M. A… soutient que :
- il n’est pas justifié de la compétence de l’auteur de l’arrêté attaqué, qui est insuffisamment motivé et n’a pas été précédé d’un examen particulier de sa situation personnelle ;
- il ne peut faire l’objet d’une décision d’éloignement sur le fondement de l’article L. 611-1 du code de l’entrée et du séjour des étrangers et du droit d’asile, eu égard à sa situation de demandeur d’asile en Allemagne, sa situation relevant de l’article L. 572-1 de ce code ;
- l’illégalité de la décision d’obligation de quitter le territoire français entache d’illégalité la décision qui lui refuse un délai de départ volontaire, laquelle méconnaît les articles L. 612-1 à L. 612-3 du code de l’entrée et du séjour des étrangers et du droit d’asile, en l’absence de menace pour l’ordre public ;
- l’illégalité de la décision d’obligation de quitter le territoire français entache d’illégalité la décision lui faisant interdiction de retour sur le territoire français, laquelle méconnaît les articles L. 612-6 et L. 612-10 du code de l’entrée et du séjour des étrangers et du droit d’asile et présente un caractère disproportionné ;
- la décision fixant le pays de destination méconnaît les dispositions de l’article L. 721-4 du code de l’entrée et du séjour des étrangers et du droit d’asile ainsi que les stipulations de l’article 3 de la convention européenne de sauvegarde des droits de l’homme et des libertés fondamentales
La requête a été communiquée à la préfète de l’Isère, qui a produit des pièces enregistrées le 21 avril 2026.
Vu les autres pièces du dossier.
Vu :
- la convention européenne de sauvegarde des droits de l’homme et des libertés fondamentales ;
- le code de l’entrée et du séjour des étrangers et du droit d’asile ;
- la loi n° 91-647 du 10 juillet 1991 ;
- le code de justice administrative.
La présidente du tribunal a désigné Mme Goyer Tholon, conseillère, sur le fondement des dispositions de l’article L. 922-2 du code de justice administrative, pour statuer en application des articles L. 921-1 à L. 922-3 et R. 921-1 à R. 922-28 du code de l’entrée et du séjour des étrangers et du droit d’asile.

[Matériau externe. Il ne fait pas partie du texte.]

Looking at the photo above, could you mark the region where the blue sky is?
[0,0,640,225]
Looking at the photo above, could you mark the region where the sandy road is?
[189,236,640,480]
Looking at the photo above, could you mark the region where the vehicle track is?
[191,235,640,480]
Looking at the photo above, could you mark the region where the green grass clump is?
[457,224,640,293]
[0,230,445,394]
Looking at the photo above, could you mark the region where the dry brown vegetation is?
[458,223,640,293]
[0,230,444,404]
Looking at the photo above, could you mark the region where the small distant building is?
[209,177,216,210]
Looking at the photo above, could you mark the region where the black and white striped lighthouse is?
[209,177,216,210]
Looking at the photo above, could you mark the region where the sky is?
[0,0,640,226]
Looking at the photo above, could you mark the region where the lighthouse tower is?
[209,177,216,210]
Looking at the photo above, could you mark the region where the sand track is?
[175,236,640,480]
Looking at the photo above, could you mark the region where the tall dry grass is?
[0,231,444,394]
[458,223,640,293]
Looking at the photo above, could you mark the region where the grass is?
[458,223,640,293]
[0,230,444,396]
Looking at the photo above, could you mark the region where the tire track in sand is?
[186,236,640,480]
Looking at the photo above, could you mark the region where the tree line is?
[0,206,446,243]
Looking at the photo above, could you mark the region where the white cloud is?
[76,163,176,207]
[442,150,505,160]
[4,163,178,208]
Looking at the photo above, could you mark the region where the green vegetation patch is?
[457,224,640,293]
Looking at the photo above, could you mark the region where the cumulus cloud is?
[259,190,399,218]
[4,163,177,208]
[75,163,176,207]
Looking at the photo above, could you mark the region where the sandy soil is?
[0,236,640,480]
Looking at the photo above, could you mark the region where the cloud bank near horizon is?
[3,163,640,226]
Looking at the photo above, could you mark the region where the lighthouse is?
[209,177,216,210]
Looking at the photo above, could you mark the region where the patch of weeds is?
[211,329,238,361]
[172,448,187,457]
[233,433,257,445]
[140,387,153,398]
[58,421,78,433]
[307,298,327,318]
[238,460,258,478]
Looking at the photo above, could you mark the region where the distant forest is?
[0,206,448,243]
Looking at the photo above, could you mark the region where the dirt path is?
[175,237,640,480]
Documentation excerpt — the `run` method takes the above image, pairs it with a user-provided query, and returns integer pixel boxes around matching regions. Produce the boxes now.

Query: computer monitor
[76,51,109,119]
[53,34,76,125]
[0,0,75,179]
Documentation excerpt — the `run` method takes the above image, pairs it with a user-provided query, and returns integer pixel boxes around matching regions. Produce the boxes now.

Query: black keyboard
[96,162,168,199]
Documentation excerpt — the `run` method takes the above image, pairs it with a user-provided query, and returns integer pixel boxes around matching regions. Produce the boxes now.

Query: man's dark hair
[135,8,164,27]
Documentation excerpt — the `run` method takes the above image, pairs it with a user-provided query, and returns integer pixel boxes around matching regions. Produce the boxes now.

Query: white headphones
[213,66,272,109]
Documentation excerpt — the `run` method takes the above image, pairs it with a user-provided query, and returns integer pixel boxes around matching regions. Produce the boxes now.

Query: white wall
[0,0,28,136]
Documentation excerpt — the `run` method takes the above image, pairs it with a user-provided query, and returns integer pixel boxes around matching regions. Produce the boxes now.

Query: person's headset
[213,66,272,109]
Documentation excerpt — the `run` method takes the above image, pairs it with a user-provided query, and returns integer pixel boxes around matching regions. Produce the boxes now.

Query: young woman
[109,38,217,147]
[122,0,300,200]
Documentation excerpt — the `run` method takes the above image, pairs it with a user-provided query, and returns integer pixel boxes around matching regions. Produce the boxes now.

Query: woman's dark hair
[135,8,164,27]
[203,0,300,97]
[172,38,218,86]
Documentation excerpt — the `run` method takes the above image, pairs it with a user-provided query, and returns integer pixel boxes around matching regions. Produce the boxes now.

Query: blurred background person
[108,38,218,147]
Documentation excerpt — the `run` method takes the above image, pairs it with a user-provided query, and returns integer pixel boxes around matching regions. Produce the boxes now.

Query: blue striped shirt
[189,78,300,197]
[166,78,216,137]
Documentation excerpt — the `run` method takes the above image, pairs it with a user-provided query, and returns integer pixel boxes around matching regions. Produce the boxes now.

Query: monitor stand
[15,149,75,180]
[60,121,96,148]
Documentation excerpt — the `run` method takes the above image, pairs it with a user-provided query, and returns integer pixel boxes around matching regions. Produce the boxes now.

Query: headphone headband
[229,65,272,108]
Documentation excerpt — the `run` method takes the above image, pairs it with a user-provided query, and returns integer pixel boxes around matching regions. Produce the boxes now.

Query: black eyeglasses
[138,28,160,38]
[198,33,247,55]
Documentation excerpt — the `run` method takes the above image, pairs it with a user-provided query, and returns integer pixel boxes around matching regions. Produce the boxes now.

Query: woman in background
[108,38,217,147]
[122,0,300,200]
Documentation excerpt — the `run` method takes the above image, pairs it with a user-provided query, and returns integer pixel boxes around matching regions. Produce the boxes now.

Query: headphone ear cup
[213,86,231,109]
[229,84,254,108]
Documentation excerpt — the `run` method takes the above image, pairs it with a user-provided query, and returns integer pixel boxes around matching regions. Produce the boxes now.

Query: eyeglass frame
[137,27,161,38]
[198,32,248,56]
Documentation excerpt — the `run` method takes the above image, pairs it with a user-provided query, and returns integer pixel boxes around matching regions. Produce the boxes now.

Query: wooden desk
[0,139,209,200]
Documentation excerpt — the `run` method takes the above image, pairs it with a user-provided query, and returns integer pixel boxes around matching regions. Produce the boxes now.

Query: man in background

Les parties ont été régulièrement averties du jour de l’audience.
Ont été entendus au cours de l’audience publique :
- le rapport de Mme Goyer-Tholon, conseillère ;
- les observations de Me Richon, pour M. A…, reprenant les conclusions et moyens de la requête, à l’exception du moyen tiré de l’incompétence de l’auteur de l’acte attaqué dont elle déclare se désister ;
- les observations de M. A…, assisté de M. C…, interprète en langue arabe, évoquant son statut de demandeur d’asile en Allemagne et précisant que sa carte justifiant de cette qualité se trouve au centre de rétention administrative ;
- et les observations de Me François, substituant Me Tomasi, pour la préfecture de l’Isère, concluant au rejet de la requête.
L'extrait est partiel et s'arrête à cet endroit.